Les juges du fond rappellent toutefois qu’un signe, qui a été enregistré comme marque, alors qu’il était dépourvu de caractère distinctif, peut acquérir ultérieurement un tel caractère par l’usage qui en est fait à titre de marque comme l’a jugé la Cour de cassation dans son arrêt du 6 décembre 2016, s’agissant de la marque verbale « Vente-privee.com ». En l’espèce, le Tribunal relève que la société Vente-privée.com détient la position de « leader » du secteur des ventes événementielles en ligne en France avec près de 90% de parts de marché, qu’un sondage Médiamétrie démontre que la marque “vente-privee” est au 5ème rang des marques les plus connues de tout l’e-commerce et qu’une part significative des milieux intéressés identifie la marque en cause comme provenant de la société Vente-privée.com. Dès lors, la marque a acquis un caractère distinctif par l’usage dans les services de la classe 35 visée à l’enregistrement et la demande de nullité pour défaut de caractère distinctif est rejetée.

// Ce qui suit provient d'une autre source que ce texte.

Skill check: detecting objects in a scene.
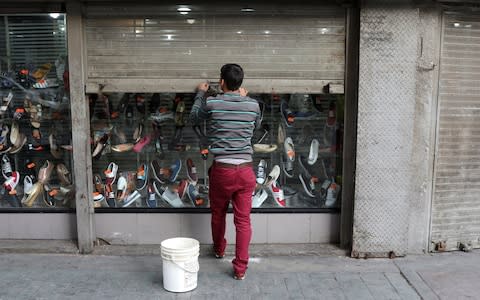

Pour autant, selon le Tribunal, la société Vente-privée.com « ne saurait s’approprier des termes génériques qui doivent rester disponibles pour tous les acteurs économiques de ce secteur et n’a aucune légitimité à monopoliser à son seul profit les termes “vente-privee”, extrêmement proches de “vente privée”, à titre de marque et à priver ses concurrents de l’usage de ces mots sauf à introduire une distorsion dans les règles de libre concurrence ».
Le Tribunal rappelle que selon la jurisprudence constante « un dépôt de marque est entaché de fraude lorsqu’il est effectué dans l’intention de priver autrui d’un signe nécessaire à son activité » et que « l’intention du déposant au moment du dépôt des demandes d’enregistrement est un élément subjectif qui doit être déterminé par référence à l’ensemble des facteurs pertinents propres au cas d’espèce, lesquels peuvent être postérieurs au dépôt »
En l’espèce, le Tribunal relève que de nombreux articles de presse produits par la société Vente-privee.com identifient la marque comme étant “vente-privée”, avec un accent, « ce qui témoigne de la confusion créée et de l’extrême proximité entre la marque et le terme générique ». Les juges du fond constatent également que le dirigeant de la société Vente-privée.com avait publiquement fait état, avant le dépôt des deux marques en cause, du caractère générique des termes démontrant ainsi une volonté délibérée d’appropriation au préjudice des concurrents.
Dès lors, selon le Tribunal, ces éléments démontrent le caractère frauduleux du dépôt en raison de la tentative d’appropriation de termes génériques. Le Tribunal annule en conséquence la marque semi-figurative pour dépôt frauduleux, sans que les circonstances postérieures au dépôt, à savoir l’acquisition du caractère distinctif par l’usage, ne soient prises en compte.
L’on peut s’interroger sur les conséquences de cette décision qui renvoie les marques génériques ayant acquis un caractère distinctif par l’usage à un risque d’annulation pour dépôt frauduleux en fonction des circonstances de l’espèce.